Should Modified Essay Questions Be the Primary Method to Assessing Performance?

By Kim-Ngan Tran, Pharm.D.,  PGY1 Pharmacy Practice Resident, Medstar Union Memorial Hospital

Multiple-choice questions (MCQs) are widely used as the primary means to assess student performance in most pharmacy and medical programs because they are a standardized method that can yield an objective score for a large number of test takers in a short period of time. Medical/pharmacy programs have changed their curricula to include more problem-based learning, which is an essential skill for a clinical practitioner. However, it is quite challenging for teachers to construct good MCQs that evaluate a student’s problem-solving skills.

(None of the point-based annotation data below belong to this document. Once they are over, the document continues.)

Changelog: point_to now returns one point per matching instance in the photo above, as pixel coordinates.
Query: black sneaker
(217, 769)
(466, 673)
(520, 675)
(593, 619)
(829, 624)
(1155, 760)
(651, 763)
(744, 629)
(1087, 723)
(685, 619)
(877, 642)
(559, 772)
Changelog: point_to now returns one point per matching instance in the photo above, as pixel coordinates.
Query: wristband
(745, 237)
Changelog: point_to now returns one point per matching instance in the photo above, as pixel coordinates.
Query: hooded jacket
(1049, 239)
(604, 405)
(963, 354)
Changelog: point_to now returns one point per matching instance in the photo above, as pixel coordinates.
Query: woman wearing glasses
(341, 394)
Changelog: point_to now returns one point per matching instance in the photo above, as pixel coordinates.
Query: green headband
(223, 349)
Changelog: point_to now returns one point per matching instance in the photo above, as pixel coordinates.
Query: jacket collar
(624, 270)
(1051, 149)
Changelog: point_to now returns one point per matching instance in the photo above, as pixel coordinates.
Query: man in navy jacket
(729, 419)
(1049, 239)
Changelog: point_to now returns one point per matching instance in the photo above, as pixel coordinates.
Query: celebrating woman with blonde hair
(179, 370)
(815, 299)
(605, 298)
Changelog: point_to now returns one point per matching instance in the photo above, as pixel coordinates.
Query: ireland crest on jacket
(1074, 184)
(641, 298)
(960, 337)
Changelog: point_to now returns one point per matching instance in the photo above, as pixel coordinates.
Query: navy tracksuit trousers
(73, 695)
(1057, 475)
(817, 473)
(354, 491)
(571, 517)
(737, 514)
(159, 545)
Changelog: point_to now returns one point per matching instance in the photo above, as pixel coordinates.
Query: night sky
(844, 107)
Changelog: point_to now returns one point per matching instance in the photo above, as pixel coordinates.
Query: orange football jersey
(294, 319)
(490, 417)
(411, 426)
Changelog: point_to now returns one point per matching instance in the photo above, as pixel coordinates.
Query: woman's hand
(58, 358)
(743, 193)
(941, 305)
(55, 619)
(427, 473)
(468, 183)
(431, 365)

Let’s discuss the advantages and disadvantages of MCQ and essay exams. MCQ exams are cheap and easy to score.  They can test a breadth of knowledge within a short examination time.  Moreover, it is the most commonly used as an evaluation method for licensure and board examinations.  Therefore, student must get practice with the MCQ format in order to confidently take licensure and board exams.  Another positive effect is that students’ final exam scores often improve because they have been previous tested on similar material during the semester.1 Despite those advantages, MCQs have some weaknesses. There is a risk of students guessing answers and thus the results are not a true reflection of what the student knows. Writing MCQs is very time-consuming and fairly difficult because you would want to produce questions that can evaluate students’ ability to understand and apply concepts — not just recall facts based on memorization. Because of these challenges, many teachers do not return an exam or discuss exam answer keys with students in order to reuse the questions in the future. Thus students are not able to review missed or wrongly answered questions … and thus failing to learn important concepts.1  In contrast to MCQ exam, an essay exam is relatively easier to write and less time consuming for teachers to create. This method provides teachers a better away to assess their students’ thought process, critical thinking, and writing skills. By providing an answer and not selecting choices, guessing is minimized. Nevertheless, grading essay exams is very time consuming and difficult to score objectively. Longer examination times are needed for students to finish an essay exam when compared to a MCQ exam if you wish to test an equal breadth of knowledge. Thus, essay exams are typically used for small classes and when teachers desire to measure students’ problem-solving skills.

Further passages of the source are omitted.